Work by Lynne Potts has appeared in Paris Review, Nimrod, Hayden’s Ferry Review, Oxford Magazine, DrumVoices, New Orleans Review, the Journal, Cincinnati Review, and Art Times. She is currently Poetry Editor of Agni.

laura powers

Laura Powers is a graduate of the MFA program at Idaho. Currently, she is an English instructor at Lewis-​​Clark State College where she teaches developmental writing.

martha rhodes

Martha Rhodes is the author of three collections of poetry: At the Gate, Perfect Disappearance, and Mother Quiet. She teaches at Sarah Lawrence College and the MFA Program for Writers at Warren Wilson College. She is a founding editor and the director of Four Way Books.

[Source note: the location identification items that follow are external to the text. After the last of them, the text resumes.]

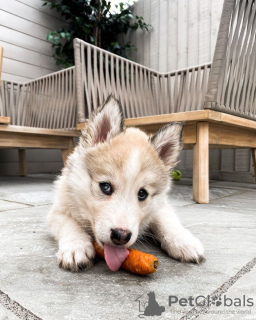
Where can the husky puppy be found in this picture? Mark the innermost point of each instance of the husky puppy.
(115, 187)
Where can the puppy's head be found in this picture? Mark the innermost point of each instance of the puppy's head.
(121, 175)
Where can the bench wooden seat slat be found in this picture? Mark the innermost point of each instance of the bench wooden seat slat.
(5, 120)
(40, 131)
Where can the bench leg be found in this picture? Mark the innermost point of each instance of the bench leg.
(254, 162)
(201, 164)
(66, 152)
(22, 162)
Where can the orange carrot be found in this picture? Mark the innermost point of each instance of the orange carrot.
(137, 261)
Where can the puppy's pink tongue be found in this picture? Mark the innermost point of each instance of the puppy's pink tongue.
(115, 256)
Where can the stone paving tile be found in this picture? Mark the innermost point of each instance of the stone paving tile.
(239, 302)
(13, 185)
(31, 198)
(7, 314)
(29, 273)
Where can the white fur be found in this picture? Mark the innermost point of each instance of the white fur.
(129, 161)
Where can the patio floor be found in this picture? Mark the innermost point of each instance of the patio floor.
(33, 287)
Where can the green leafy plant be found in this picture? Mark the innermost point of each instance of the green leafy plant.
(94, 22)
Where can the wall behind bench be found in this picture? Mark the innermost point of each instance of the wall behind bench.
(184, 34)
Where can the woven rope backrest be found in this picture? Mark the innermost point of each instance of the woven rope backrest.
(47, 102)
(142, 91)
(232, 82)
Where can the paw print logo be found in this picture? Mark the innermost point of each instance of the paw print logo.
(217, 301)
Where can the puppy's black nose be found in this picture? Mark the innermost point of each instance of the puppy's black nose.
(120, 236)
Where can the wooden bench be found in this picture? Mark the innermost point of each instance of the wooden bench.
(203, 129)
(26, 137)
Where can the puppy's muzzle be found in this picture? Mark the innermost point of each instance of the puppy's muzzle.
(120, 236)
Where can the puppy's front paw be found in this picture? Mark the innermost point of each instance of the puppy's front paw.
(76, 255)
(184, 246)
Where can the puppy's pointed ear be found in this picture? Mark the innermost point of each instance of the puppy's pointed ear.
(168, 143)
(105, 124)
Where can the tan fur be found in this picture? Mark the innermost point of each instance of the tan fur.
(129, 160)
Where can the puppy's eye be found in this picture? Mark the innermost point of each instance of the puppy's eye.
(142, 195)
(106, 188)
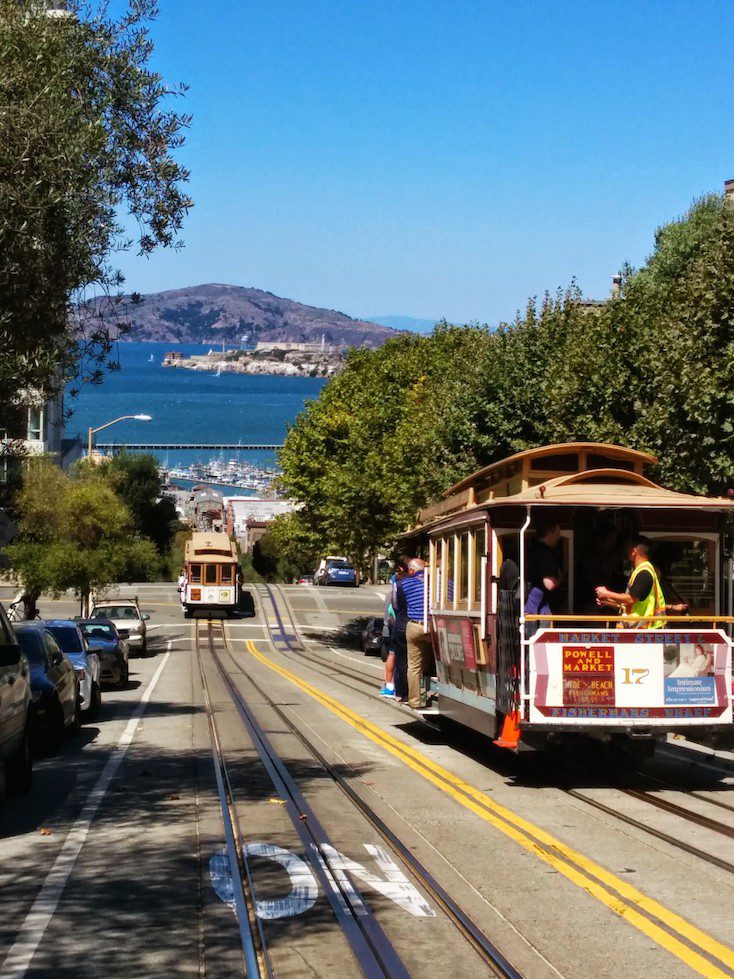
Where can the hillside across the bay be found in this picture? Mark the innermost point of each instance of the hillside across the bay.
(226, 314)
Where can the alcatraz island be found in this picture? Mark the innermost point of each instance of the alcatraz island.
(275, 357)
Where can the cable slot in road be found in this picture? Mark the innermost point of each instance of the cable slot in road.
(485, 948)
(371, 948)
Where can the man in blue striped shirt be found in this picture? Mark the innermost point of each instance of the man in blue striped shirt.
(410, 599)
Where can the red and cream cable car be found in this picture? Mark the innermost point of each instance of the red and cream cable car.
(583, 670)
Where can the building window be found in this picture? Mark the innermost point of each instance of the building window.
(35, 424)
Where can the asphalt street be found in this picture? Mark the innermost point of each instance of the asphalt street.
(116, 862)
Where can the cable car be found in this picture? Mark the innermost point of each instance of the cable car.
(532, 680)
(212, 573)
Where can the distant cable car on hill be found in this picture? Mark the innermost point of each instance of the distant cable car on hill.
(212, 574)
(532, 680)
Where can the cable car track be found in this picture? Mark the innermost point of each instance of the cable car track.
(372, 950)
(680, 811)
(297, 652)
(256, 960)
(283, 638)
(482, 945)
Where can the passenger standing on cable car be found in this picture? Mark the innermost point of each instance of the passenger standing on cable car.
(181, 586)
(411, 593)
(396, 664)
(543, 575)
(643, 598)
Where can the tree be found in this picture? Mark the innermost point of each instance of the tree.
(75, 533)
(137, 481)
(87, 168)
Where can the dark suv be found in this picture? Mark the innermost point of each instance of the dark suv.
(15, 699)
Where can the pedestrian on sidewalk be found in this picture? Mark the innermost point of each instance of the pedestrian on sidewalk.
(181, 587)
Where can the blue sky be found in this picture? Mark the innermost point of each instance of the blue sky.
(439, 158)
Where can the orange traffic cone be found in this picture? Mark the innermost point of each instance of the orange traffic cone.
(510, 734)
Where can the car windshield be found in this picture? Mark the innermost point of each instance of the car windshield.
(98, 632)
(115, 612)
(67, 638)
(30, 642)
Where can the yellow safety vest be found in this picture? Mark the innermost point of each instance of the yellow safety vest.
(652, 604)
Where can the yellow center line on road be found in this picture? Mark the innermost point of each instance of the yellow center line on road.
(669, 930)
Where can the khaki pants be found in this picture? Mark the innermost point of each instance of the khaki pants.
(420, 653)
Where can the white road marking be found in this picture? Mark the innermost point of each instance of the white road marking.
(184, 624)
(18, 959)
(304, 886)
(396, 887)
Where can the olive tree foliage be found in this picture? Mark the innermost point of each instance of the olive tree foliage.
(88, 168)
(653, 370)
(75, 533)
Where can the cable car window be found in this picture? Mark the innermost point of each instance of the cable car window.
(687, 572)
(479, 550)
(450, 571)
(437, 554)
(443, 547)
(463, 590)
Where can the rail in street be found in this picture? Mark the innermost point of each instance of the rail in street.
(269, 807)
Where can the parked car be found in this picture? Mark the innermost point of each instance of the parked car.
(104, 639)
(70, 637)
(372, 638)
(128, 619)
(336, 571)
(15, 703)
(55, 703)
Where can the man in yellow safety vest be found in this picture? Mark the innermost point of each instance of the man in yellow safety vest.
(643, 598)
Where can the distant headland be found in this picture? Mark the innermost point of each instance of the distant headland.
(234, 316)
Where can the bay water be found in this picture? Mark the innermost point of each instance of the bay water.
(189, 406)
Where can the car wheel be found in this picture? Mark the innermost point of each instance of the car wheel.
(19, 770)
(76, 723)
(95, 704)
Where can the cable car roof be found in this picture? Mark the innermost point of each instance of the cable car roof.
(592, 474)
(545, 458)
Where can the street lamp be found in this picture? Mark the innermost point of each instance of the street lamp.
(122, 418)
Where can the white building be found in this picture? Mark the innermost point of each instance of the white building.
(37, 429)
(242, 510)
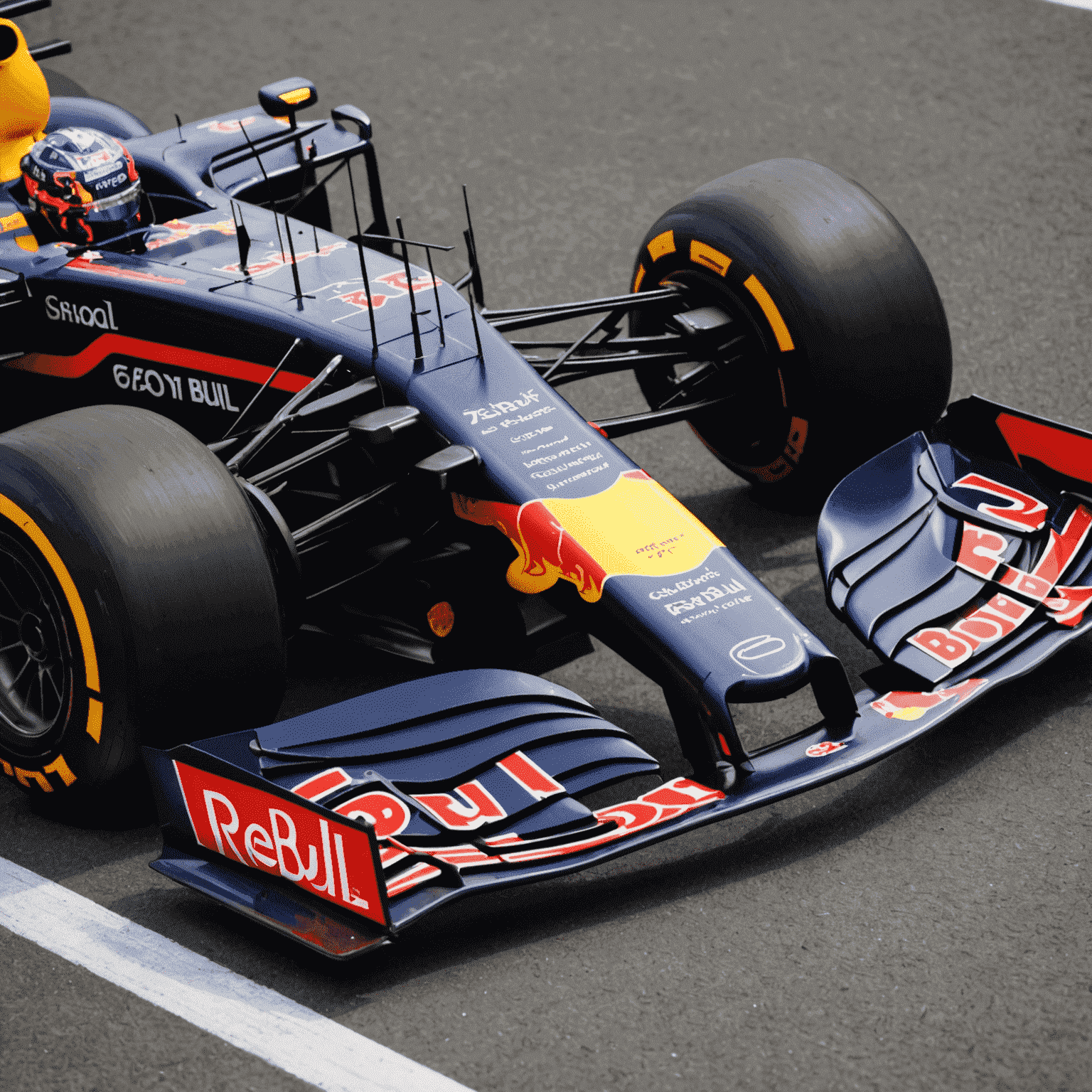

tuvia rubner trans. katz and bram

Tuvia Rübner, winner of the 2008 Israel Prize for Poetry, was born in 1924 in Bratislava, Slovakia, and immigrated to Mandatory Palestine, now Israel, in 1941; his family was lost in the camps. Rübner has published close to fifteen books of poetry, and is also a translator, an emeritus professor of Hebrew and comparative literature, and a member of the German Academy for Language and Literature.

will schutt

Will Schutt is a writer and translator from New York. His work has appeared in such journals as A Public Space, Field, Harvard Review, and the Southern Review. He currently holds the Stadler Fellowship at Bucknell University.

david scronce

David Scronce is the author of the chapbook, Letters to Liam (Red Berry Editions). Recent poems have appeared in 5AM, Confrontation, Hayden’s Ferry Review, the Portland Review, and Rhino. “Letter from Montaigne,” in this issue, draws from Montaigne’s essay On Some Verses of Virgil (translation, Donald M. Frame).

elaine sexton

Elaine Sexton is the author of two collections of poems, Sleuth (2003) and Causeway (2008), both with New Issues (Western Michigan Uni– versity). Her poems and book and art reviews have appeared in Amer-​​ican Poetry Review, Art in American, Poetry, Pleiades, and numerous other journals.

carolyn stoloff

Carolyn Stoloff, a native and lifelong New Yorker, has had six collections and five chapbooks published. Poems will be found in Parting Gifts (online in July), Barnwood (also online), Alaska Quarterly (current), Miller’s Pond Poetry and Confrontation.

elaine terranova

Elaine Terranova’s fourth collection of poems is Not To: New and Selected Poems. She won the Walt Whitman Award for her first book and is a recent recipient of a Pew Fellowship. She has new work in Hotel Amerika, Pleiades, and West Branch. A chapbook, Elegiac: Footnotes to Rilke’s Duino Elegies, is forthcoming from Cervena Barva Press. She teaches in the MFA Creative Writing Program at Rutgers University.

jamie thomas

Jamie Thomas lives in Detroit and is a visiting professor in the Languages and Literature Department at Ferris State University. A Recipient of an Academy of American Poets Prize, his poems have appeared in such journals as 32 Poems, 5 AM, the Missouri Review, Rattle, Verse, and online at Verse Daily.

daniel tobin

Daniel Tobin is the author of five books of poems, Where the World is Made, Double Life, The Narrows, Second Things, and Belated Heavens. He is the recipient of fellowships from the NEA and the John Simon Guggenheim Foundation, and is Chair  of the Writing, Literature, and Publishing Department at Emerson College in Boston.

jonathan weinert

Jonathan Weinert is the author of In the Mode of Disappearance (Nightboat Books, 2008), winner of the 2006 Nightboat Poetry Prize and finalist for the Norma Farber First Book Award from the Poetry Society of America. He lives in Concord, Massachusetts, with the poet Amy M. Clark and their son, Jonah.

cate whetzel

Cate Whetzel teaches poetry to school children through The Poetry Center of Chicago’s Hands on Stanzas program. Her poems have appeared in the National Poetry Review, New Plains Review, storySouth, Phoebe, Epiphany, and Breakwater Review. She is a graduate of Indiana University’s M.F.A. program and lives on the north side of Chicago with her husband, poet Ben Debus.

lindsay wilson

Lindsay Wilson is an English professor in Reno, Nevada. He has been named a finalist for the Philip Levine Prize, published four chapbooks, and has poetry, published or forthcoming, in the New York Quarterly, the Portland Review, Gulf Stream, the Clackamas Literary Review, and the Yem-​​assee Journal, among others.